If you use Spring Boot, now you only need:

@RunWith(SpringRunner.class)
@SpringBootTest

No extra @ContextConfiguration, no extra class only for tests to EnableAutoConfiguration and EnableConfigurationProperties. You don't have to specify the configuration class to load, they will all be loaded.

But, ensure the properties entries you want to read in main/resources/application.yml is also present in test/resources/application.yml. Repetition is unavoidable.


Another way is:

  1. Define a class of configuration only for tests, along with MyApplicationTest.java, at the same level. This class can be empty.

Like:

@EnableAutoConfiguration
@EnableConfigurationProperties(value = {
        ConnectionPoolConfig.class
})
public class MyApplicationTestConfiguration {
}
  1. And, in the class to load the autowired configuration.

Like:

@RunWith(SpringRunner.class)
//@SpringBootTest // the first, easy way
@ContextConfiguration(classes = MyApplicationTestConfiguration.class,
        initializers = ConfigFileApplicationContextInitializer.class)
public class ConnectionPoolConfigTest {

    @Autowired
    private ConnectionPoolConfig config;

Basically, you:

  • use a specific configuration to @EnableConfigurationProperties and @EnableAutoConfiguration, listing all the @ConfigurationProperties files you want to load
  • in the test class, you load this configuration file of tests, with an initializer class defined by Spring to load application.yml file.
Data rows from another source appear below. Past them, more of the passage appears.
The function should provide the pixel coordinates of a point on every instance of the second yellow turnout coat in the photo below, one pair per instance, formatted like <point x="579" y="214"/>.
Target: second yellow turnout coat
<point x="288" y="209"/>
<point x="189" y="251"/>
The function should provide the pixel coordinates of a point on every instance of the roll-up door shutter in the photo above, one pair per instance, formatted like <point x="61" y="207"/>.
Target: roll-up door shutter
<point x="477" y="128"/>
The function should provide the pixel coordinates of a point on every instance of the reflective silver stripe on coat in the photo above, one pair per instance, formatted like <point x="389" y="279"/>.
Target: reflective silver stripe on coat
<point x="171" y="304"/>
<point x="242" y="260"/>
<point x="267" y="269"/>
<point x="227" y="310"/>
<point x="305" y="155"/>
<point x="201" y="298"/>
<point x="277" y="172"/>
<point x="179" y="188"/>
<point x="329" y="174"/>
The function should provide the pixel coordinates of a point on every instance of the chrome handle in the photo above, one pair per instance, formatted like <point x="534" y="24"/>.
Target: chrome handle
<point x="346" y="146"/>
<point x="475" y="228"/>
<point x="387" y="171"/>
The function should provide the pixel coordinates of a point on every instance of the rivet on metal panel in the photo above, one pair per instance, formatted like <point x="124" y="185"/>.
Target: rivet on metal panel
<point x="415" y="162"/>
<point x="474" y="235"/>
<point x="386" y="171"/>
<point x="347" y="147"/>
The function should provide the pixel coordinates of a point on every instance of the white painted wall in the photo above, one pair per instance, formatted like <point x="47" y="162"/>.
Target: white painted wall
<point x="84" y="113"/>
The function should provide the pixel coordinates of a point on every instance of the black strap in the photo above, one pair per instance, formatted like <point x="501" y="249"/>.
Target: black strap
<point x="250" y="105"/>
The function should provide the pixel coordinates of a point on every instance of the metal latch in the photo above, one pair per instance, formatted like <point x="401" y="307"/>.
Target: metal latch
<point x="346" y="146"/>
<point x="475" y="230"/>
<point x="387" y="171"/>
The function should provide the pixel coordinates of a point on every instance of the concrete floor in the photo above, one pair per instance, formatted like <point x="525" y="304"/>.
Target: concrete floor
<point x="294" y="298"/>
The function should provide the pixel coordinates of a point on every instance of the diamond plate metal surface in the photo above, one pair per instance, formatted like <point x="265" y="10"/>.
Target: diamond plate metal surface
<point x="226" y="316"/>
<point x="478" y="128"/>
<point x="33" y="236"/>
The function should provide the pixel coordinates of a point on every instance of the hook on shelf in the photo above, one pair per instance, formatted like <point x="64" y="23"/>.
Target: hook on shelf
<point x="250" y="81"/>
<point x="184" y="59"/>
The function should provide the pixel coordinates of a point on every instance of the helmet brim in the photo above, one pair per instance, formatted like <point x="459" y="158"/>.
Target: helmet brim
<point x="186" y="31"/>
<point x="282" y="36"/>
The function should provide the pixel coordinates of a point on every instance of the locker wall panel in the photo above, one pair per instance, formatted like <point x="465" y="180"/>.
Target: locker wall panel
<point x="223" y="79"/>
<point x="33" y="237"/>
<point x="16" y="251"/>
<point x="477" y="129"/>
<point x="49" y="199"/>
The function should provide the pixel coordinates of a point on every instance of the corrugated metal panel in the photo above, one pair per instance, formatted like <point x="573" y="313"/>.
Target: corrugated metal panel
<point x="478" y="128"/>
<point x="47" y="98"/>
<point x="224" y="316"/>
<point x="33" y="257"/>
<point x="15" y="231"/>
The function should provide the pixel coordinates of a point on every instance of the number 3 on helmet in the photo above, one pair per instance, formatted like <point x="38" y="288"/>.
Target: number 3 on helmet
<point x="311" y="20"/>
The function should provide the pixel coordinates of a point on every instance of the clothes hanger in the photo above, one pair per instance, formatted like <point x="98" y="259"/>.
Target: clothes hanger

And, put the values to load in test/resources/application.yml. Repetition is unavoidable. If you need load another file, use @TestProperties() with a location. Note: @TestProperties only supports .properties files.


Both way works for configuration class loading values

  • either from application.yml/application.properties
  • or from another properties file, specified by PropertySource, like @PropertySource(value = "classpath:threadpool.properties")

Important

Last notes from Spring doc, as per here

Some people use Project Lombok to add getters and setters automatically. Make sure that Lombok does not generate any particular constructor for such a type, as it is used automatically by the container to instantiate the object.

Finally, only standard Java Bean properties are considered and binding on static properties is not supported.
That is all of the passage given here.